Artificial Intelligence & Machine Learning , Next-Generation Technologies & Secure Development , Video
BigID CEO on How to Govern Unstructured Data Informing LLMs
Dimitri Sirota on Why It Is Simpler to Manage and Secure Data Found in SpreadsheetsOrganizations struggle with governing the data that goes into and informs large language models since it's in documents rather than spreadsheets or SQL databases, said BigID CEO Dimitri Sirota.
Companies need a governance framework for managing unstructured data that determines if personal identifiable information such as Social Security numbers or confidential health data is being shared with a large language model, Sirota said. Unstructured data has relied on its own set of technologies for management and security since the blocks of text have no enumeration and could include image data or binary data (see: The 'Privacy First' Strategy).
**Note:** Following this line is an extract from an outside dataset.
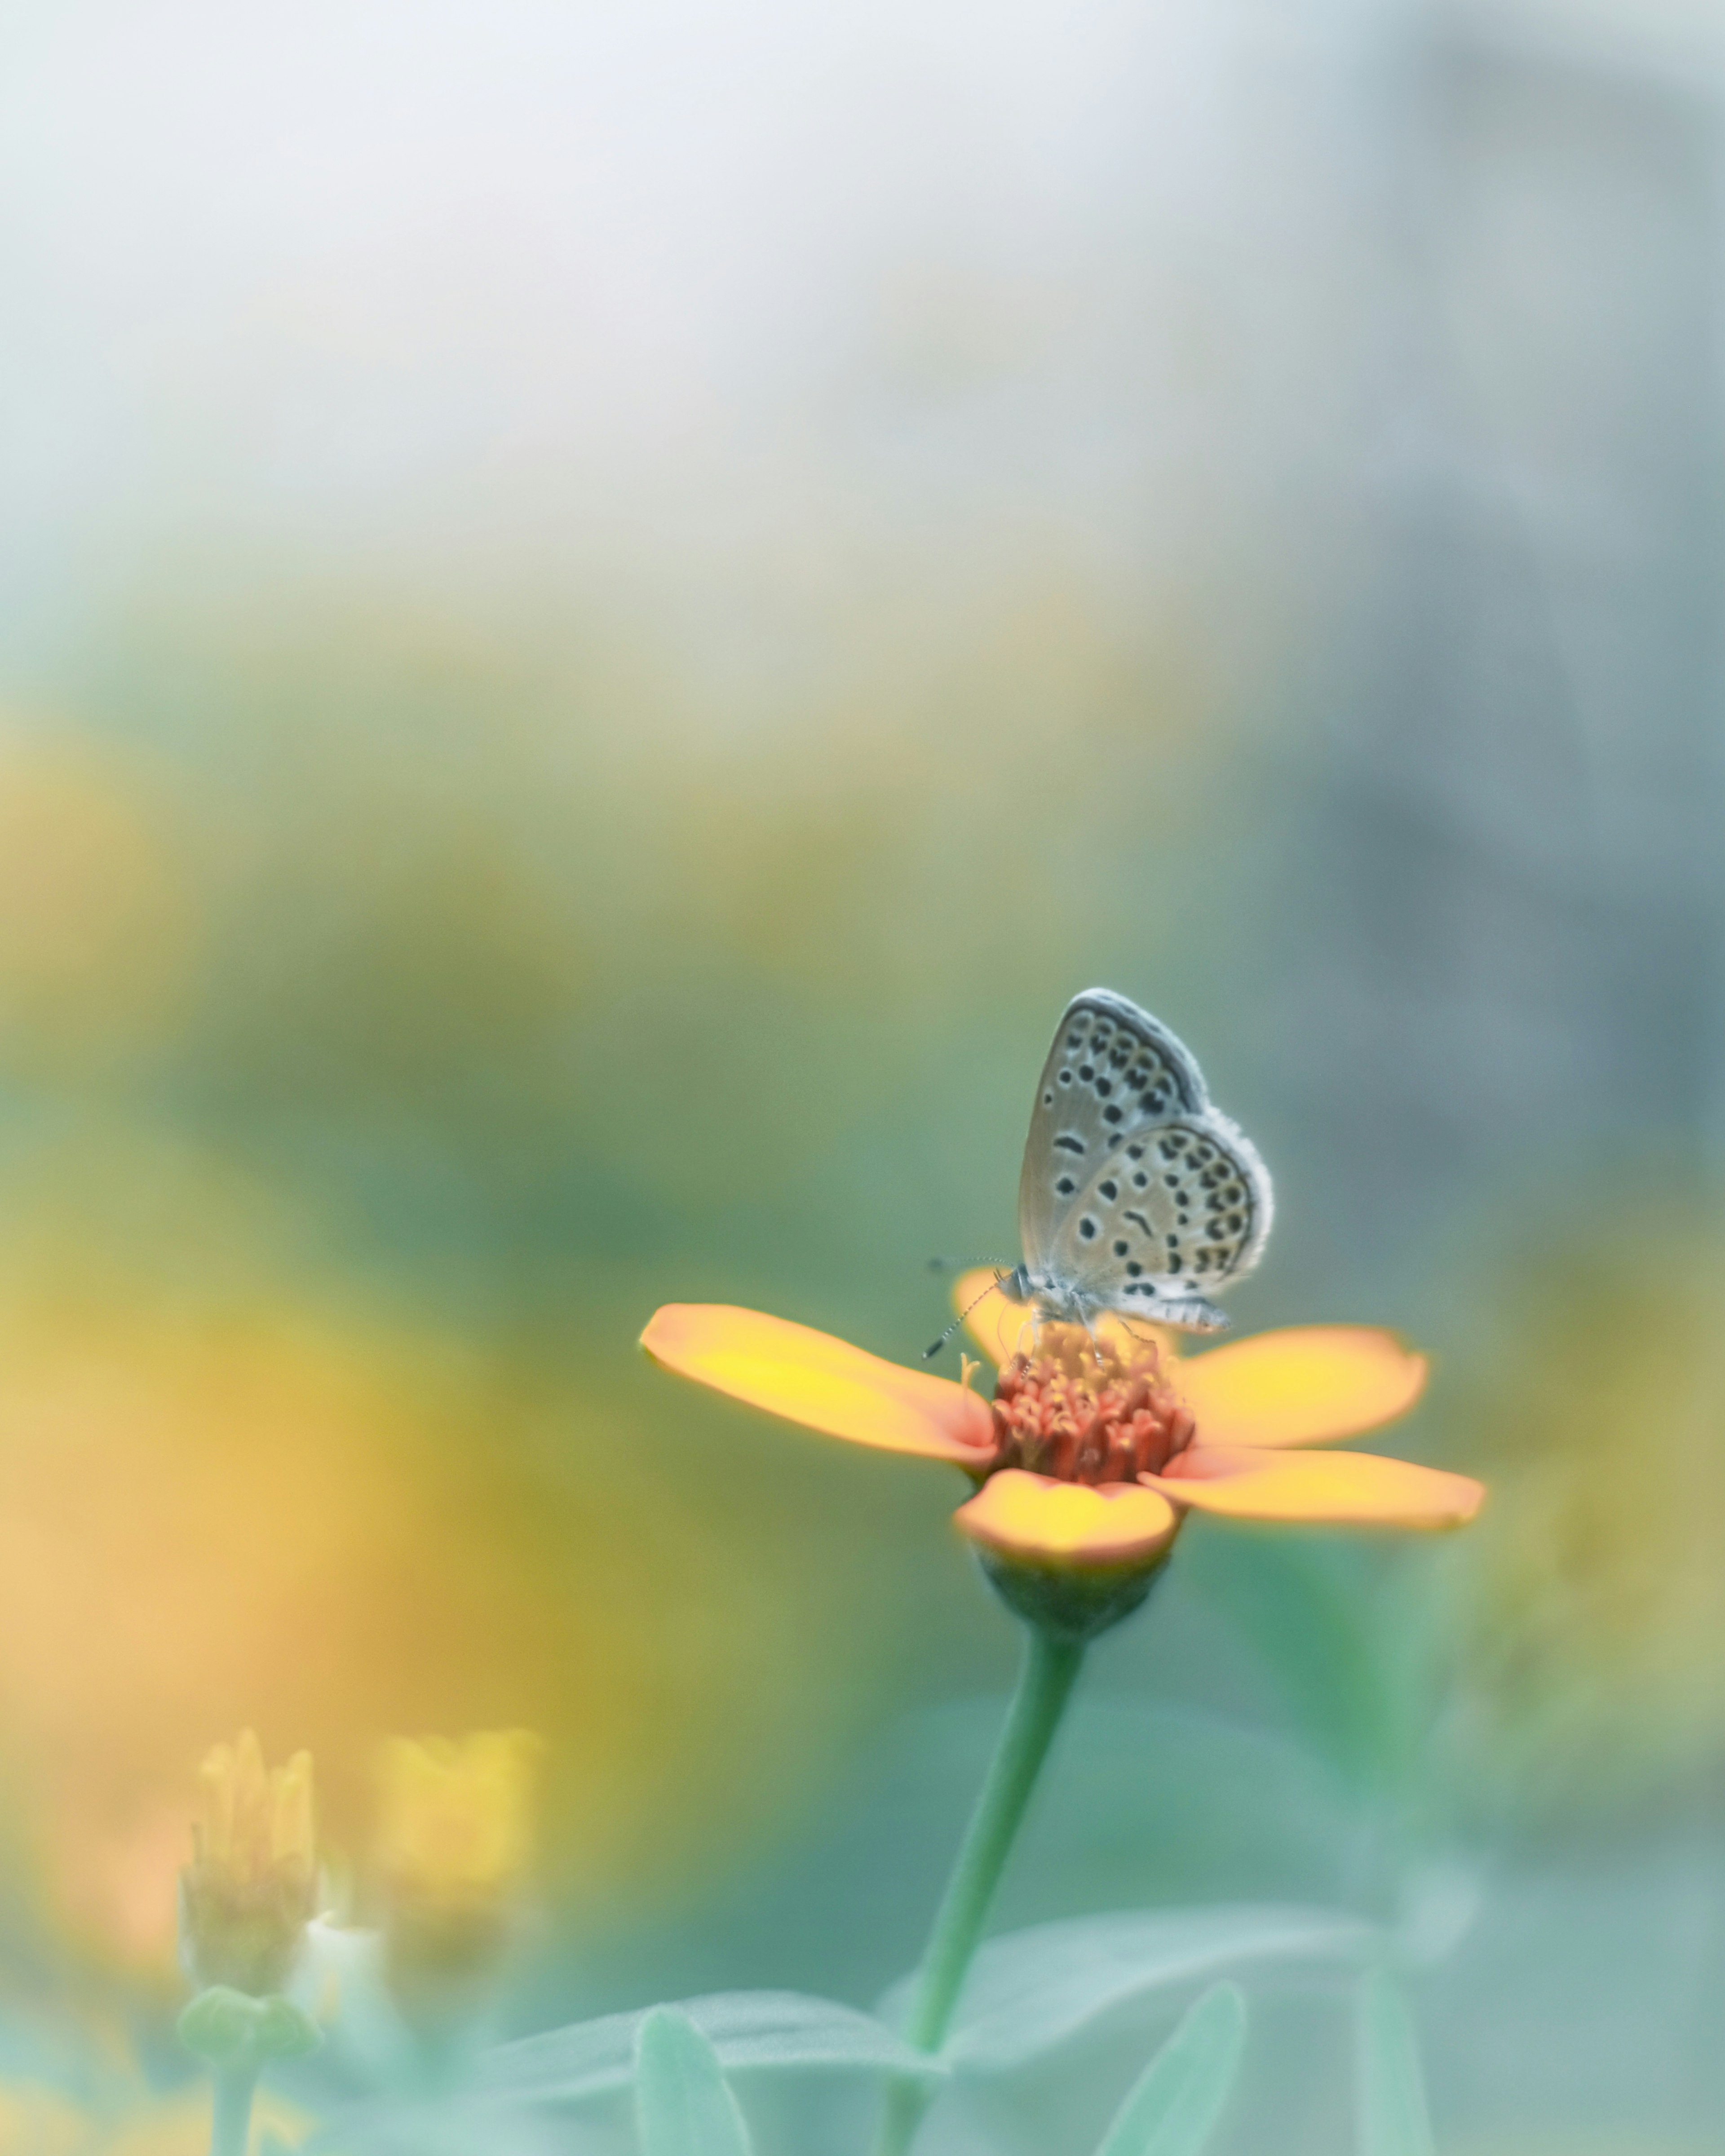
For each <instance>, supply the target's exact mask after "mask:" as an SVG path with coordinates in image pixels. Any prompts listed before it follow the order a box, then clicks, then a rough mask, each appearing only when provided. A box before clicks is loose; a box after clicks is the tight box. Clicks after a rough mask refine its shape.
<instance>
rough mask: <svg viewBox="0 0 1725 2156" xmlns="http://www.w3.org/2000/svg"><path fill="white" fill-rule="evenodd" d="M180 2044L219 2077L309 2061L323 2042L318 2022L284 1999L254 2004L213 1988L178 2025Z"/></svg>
mask: <svg viewBox="0 0 1725 2156" xmlns="http://www.w3.org/2000/svg"><path fill="white" fill-rule="evenodd" d="M175 2027H177V2031H179V2042H181V2044H183V2046H185V2048H188V2050H190V2053H196V2057H198V2059H203V2061H207V2063H209V2065H211V2068H216V2070H218V2072H257V2070H259V2068H261V2065H265V2063H267V2061H270V2059H304V2057H308V2055H310V2053H315V2050H317V2048H319V2044H321V2042H323V2035H321V2031H319V2029H317V2022H315V2020H313V2018H310V2016H308V2014H304V2012H302V2009H300V2007H295V2005H293V2001H291V1999H282V1996H280V1994H278V1992H276V1994H272V1996H270V1999H254V1996H252V1994H250V1992H237V1990H235V1988H233V1986H231V1984H209V1986H205V1990H201V1992H198V1996H196V1999H194V2001H192V2003H190V2005H188V2007H185V2012H183V2014H181V2016H179V2022H177V2024H175Z"/></svg>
"Historically, most of the governance tooling has been oriented around structured data - data that feels or looks like a spreadsheet that could be in a SQL database or a data warehouse," Sirota said. "And so there's a little mismatch in terms of the data that you historically have governed for your analytics and the data that you need to govern to inform your conversational AI."
In this video interview with Information Security Media Group, Sirota also discussed:
- How putting a governance framework around unstructured data is different;
- How data minimization can help organizations reduce their attack surface;
- How BigID's approach to data privacy differs from OneTrust and Securiti.
Sirota, a privacy expert and identity veteran, co-founded and has led BigID since its inception in early 2016. He is a serial entrepreneur, investor, mentor and strategist. Sirota previously founded two enterprise software companies - eTunnels, which focused on security, and Layer 7 Technologies, which focused on API management and was sold to CA Technologies in 2013.